Dorothy Parvaz, a columnist, blogger and member of the Seattle Post-Intelligencer editorial board, wrote a blog post in which she sympathetically says she understands how someone would want to burn a church down because it is “an oppressive institution.” She’s talking about a foiled planned arson of San Francisco’s Grace Cathedral, a landmark building on Nob Hill.

After describing the man’s arrest, Parvaz sympathetically assesses his newest target:

On the one hand, I can understand the power of the image to someone who sees the church as an oppressive institution. On the other hand…it’s still arson. And given how fires can get out of hand, there’s a chance that this little stunt could have damaged other property and hurt some folks.

On the other hand? There is no other hand. On the other hand? This guy was going to burn a church! And notice her only concern is that the fire might “get out of hand” and harm other nearby structures.

Besides her sympathy to Addis for destroying those “oppressive” churches, Parvaz seems to offer him sympathy because he is a “performance artist.”
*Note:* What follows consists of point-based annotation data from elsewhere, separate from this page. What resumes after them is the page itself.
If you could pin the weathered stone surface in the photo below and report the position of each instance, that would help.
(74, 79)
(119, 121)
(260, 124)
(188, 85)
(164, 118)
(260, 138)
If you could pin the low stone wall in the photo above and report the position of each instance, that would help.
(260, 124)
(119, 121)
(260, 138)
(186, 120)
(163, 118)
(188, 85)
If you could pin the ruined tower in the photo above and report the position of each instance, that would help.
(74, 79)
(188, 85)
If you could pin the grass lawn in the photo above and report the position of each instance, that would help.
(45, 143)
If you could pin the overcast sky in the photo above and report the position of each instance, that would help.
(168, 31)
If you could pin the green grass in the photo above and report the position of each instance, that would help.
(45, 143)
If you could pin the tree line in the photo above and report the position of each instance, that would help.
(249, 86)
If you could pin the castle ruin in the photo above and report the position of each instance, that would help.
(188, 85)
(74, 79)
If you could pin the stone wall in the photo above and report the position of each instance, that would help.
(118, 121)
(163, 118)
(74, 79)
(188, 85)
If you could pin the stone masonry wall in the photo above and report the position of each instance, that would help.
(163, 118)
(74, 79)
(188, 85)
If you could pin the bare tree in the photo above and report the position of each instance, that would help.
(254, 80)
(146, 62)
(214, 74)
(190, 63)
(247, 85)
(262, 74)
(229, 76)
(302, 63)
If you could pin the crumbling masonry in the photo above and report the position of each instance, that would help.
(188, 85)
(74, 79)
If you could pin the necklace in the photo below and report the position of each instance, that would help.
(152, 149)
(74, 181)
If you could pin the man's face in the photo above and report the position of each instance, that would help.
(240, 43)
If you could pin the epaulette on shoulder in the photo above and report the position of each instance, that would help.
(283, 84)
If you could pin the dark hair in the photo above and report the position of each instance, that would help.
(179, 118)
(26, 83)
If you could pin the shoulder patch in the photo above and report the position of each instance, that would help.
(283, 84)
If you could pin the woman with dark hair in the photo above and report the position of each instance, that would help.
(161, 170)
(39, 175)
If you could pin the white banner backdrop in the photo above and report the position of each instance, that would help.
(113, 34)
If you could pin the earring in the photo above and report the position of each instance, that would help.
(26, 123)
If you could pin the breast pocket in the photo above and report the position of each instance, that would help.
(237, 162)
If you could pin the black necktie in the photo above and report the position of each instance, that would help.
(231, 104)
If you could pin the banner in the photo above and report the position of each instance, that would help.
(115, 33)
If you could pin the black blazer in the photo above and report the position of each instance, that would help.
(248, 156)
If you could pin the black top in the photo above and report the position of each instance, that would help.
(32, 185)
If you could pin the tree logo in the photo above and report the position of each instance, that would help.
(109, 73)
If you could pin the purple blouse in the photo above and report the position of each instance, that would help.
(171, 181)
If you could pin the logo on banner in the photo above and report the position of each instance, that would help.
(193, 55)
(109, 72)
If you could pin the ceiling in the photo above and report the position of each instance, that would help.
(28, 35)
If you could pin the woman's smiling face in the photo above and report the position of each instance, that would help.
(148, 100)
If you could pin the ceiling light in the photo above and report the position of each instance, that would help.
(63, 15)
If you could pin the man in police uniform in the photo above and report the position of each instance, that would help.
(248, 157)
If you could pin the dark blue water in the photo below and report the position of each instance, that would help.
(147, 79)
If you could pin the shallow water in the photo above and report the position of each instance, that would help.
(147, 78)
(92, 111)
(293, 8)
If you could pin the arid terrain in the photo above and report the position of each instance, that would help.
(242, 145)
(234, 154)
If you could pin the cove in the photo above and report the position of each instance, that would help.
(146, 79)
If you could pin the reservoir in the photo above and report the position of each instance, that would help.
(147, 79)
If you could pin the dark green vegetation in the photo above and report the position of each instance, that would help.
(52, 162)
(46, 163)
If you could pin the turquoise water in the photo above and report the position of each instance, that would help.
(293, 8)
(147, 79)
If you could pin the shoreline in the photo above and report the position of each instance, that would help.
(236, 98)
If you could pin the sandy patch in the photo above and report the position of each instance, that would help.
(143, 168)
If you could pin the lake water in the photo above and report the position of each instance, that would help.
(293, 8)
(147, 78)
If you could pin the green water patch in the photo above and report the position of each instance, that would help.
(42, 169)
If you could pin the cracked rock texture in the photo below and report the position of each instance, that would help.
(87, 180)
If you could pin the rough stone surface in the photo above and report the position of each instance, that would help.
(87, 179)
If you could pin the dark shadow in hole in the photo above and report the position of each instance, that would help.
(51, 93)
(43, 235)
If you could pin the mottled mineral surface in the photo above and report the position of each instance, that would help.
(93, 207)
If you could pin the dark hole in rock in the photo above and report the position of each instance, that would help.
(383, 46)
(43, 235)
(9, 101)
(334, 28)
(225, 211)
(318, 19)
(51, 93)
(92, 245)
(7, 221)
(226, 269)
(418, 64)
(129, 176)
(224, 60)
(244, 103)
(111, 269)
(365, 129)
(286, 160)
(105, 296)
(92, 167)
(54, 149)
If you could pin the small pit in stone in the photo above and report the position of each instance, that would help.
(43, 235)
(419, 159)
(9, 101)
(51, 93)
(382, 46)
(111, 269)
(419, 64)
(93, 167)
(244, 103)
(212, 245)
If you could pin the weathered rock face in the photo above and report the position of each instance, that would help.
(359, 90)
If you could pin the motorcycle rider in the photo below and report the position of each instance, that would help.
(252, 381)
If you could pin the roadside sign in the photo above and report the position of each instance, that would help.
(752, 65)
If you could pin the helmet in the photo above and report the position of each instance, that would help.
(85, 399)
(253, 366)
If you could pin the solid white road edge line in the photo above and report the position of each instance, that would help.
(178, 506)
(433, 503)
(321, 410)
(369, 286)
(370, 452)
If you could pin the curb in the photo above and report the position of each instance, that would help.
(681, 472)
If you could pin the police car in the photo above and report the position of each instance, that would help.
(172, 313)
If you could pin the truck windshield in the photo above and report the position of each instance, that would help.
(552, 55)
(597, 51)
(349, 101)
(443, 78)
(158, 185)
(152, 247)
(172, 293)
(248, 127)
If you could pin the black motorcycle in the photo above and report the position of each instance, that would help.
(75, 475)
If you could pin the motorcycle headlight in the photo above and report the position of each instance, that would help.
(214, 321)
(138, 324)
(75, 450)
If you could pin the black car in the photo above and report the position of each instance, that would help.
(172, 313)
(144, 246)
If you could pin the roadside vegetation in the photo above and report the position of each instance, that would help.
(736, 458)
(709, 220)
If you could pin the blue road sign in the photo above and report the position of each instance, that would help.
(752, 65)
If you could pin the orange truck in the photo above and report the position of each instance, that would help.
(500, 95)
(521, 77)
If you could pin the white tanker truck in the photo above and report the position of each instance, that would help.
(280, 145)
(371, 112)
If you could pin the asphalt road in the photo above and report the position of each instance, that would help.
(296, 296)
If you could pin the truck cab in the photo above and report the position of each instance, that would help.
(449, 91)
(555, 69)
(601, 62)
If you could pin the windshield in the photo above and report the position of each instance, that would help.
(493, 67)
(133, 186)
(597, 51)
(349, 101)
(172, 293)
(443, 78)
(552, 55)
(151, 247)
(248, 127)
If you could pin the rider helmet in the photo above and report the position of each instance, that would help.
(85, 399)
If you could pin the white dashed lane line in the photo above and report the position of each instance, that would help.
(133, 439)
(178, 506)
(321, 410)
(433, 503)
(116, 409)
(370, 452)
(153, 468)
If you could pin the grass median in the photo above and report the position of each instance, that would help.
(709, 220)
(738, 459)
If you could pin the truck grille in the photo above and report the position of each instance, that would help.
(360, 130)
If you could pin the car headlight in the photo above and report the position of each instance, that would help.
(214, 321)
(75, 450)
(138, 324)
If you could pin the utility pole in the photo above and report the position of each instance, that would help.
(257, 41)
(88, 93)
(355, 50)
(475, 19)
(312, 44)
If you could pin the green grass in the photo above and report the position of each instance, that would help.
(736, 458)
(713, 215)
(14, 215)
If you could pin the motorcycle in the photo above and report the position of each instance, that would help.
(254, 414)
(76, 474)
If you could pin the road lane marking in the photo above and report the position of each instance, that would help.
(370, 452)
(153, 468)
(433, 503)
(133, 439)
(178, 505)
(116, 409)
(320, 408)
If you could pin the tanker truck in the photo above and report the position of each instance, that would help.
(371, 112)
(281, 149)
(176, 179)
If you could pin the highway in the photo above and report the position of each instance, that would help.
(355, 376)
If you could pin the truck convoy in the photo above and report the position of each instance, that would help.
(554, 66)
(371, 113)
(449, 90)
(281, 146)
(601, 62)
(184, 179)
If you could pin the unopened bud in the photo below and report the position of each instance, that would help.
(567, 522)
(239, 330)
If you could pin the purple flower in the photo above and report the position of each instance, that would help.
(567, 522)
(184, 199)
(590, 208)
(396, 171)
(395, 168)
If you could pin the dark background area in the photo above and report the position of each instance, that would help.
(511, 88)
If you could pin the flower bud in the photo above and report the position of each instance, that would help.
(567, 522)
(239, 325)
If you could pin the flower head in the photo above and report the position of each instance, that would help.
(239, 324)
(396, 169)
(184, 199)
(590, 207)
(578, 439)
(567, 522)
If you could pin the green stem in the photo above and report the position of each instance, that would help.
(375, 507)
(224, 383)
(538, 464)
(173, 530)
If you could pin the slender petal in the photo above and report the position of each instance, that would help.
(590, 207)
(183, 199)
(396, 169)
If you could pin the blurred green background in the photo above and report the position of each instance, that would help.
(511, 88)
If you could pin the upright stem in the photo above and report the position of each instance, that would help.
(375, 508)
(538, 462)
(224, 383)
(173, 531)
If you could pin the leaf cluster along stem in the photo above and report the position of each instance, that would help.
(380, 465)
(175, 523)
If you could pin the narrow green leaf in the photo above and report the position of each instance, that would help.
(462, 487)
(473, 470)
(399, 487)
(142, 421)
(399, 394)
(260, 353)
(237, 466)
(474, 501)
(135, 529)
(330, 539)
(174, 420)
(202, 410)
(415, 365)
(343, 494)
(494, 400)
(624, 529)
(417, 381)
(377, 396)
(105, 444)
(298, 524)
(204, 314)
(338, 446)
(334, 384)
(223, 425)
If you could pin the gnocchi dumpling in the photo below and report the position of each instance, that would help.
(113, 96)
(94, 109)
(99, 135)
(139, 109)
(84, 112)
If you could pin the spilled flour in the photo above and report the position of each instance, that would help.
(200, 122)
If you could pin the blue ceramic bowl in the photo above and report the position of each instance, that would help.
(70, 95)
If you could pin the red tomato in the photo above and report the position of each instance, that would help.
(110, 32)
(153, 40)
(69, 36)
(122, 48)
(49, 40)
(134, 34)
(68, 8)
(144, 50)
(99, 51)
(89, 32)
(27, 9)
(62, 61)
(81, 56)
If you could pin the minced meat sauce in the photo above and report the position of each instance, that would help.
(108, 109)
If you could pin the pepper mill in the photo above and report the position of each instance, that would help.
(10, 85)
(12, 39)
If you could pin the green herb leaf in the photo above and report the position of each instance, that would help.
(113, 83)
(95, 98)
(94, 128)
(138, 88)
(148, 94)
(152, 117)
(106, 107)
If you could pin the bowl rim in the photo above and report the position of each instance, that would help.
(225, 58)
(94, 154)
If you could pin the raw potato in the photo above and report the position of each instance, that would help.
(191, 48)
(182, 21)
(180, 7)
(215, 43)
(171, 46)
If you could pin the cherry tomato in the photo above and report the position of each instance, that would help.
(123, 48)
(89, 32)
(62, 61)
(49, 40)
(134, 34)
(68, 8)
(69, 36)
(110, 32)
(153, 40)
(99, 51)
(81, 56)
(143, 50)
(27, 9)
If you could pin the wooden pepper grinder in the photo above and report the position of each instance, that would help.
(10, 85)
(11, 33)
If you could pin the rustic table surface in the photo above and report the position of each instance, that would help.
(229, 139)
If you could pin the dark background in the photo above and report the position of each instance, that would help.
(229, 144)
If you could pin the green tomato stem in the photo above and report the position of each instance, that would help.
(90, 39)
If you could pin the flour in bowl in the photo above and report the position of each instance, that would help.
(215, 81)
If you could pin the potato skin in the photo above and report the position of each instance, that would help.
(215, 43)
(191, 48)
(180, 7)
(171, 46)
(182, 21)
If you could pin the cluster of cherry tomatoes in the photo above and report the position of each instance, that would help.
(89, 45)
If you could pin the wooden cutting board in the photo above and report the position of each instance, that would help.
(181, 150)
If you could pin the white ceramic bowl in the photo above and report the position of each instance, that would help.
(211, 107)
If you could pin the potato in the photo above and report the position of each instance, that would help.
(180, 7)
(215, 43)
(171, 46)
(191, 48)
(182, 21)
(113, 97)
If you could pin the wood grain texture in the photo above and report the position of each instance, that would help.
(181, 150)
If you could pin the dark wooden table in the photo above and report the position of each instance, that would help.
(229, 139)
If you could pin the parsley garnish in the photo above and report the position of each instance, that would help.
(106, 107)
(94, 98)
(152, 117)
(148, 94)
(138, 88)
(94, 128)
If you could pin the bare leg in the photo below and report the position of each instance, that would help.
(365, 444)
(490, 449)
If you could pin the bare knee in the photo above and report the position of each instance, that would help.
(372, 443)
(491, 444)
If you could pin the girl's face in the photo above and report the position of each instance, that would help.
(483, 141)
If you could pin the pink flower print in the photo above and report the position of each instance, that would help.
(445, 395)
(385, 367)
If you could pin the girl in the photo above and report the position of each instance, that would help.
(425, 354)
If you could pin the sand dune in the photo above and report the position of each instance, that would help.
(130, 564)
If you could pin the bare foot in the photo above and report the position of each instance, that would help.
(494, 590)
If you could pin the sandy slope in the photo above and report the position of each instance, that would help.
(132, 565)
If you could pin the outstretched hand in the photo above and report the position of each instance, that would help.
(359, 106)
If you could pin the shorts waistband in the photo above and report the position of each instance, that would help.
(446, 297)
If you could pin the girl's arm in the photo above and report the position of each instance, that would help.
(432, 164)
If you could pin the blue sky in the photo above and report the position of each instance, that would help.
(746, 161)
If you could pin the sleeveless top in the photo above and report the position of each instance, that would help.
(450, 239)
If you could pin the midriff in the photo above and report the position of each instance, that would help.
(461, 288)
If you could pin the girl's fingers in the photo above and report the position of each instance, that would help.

She then offers a suggestion to the nutter:

Perhaps he should have settled for painting a picture of a burning church rather than trying to destroy an actual historic landmark. That wouldn’t be performance art, I guess (unless he created the painting in public or something), but at least it wouldn’t be a felony.

The problem with burning down a church is not that it’s a felony folks. It’s wrong. It’s dangerous. It’s very very bad. How else can you say it.

Could you imagine an editorial board member of any newspaper (except the New York Post) saying it would be ok to burn down…say…the ACLU headquarters. Do you think there would be outrage? You betcha. They’d be shown the back of the hand.